7:40:48 Colleen heisig: Bike said 5 hours, 43 minutes ago: the other trucler thing i probably need for cleavir to use it is being able to store arbitrary optimize info, like for client dependent qualities... i'll write a PR for that too i guess

7:40:59 beach Hello heisig.

7:45:55 no-defun-allowed Good morning heisig!

7:56:31 heisig ::notify Bike The question is, should Trucler include functions for reading implementation-defined optimize info? Since they are implementation-defined, that particular implementation can simply subclass optimize-description and provide custom accessors.

7:56:31 Colleen heisig: Got it. I'll let Bike know as soon as possible.

9:38:26 heisig Is 32.5 (error handling in standard functions) still up to date? It says that in SICL, standard functions shouldn't call other standard functions for the sake of precise error reporting.

9:39:27 heisig I'd have to rewrite many sequence functions if we are strict about this.

9:43:39 beach I don't think that is such a strong requirement anymore.
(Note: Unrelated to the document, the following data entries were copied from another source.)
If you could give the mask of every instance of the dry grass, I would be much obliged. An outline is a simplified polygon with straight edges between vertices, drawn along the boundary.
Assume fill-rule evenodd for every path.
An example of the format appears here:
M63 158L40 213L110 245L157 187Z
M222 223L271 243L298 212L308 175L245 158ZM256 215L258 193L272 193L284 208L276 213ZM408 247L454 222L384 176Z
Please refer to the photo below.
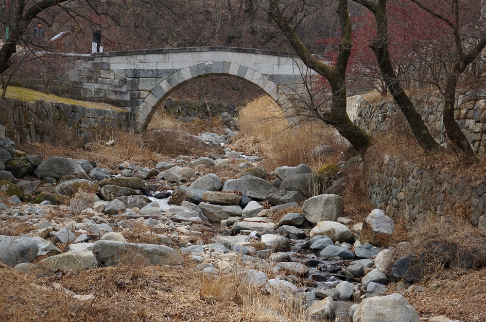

9:44:04 heisig Heh, also 32.7 (compiler macros) has been superseded by the recent advances in optimizing call sites :)

9:44:39 heisig I am just pointing this out because it might confuse newcomers. They won't be able to tell which rule of the style guide is still relevant.

9:45:20 beach Yes, you are right.

9:45:33 heisig I am thinking of either rewriting them, or deleting them, or marking them as obsolete/work-in-progress.

9:45:42 beach Now that no-defun-allowed is working on register allocation, I am trying to update the specification.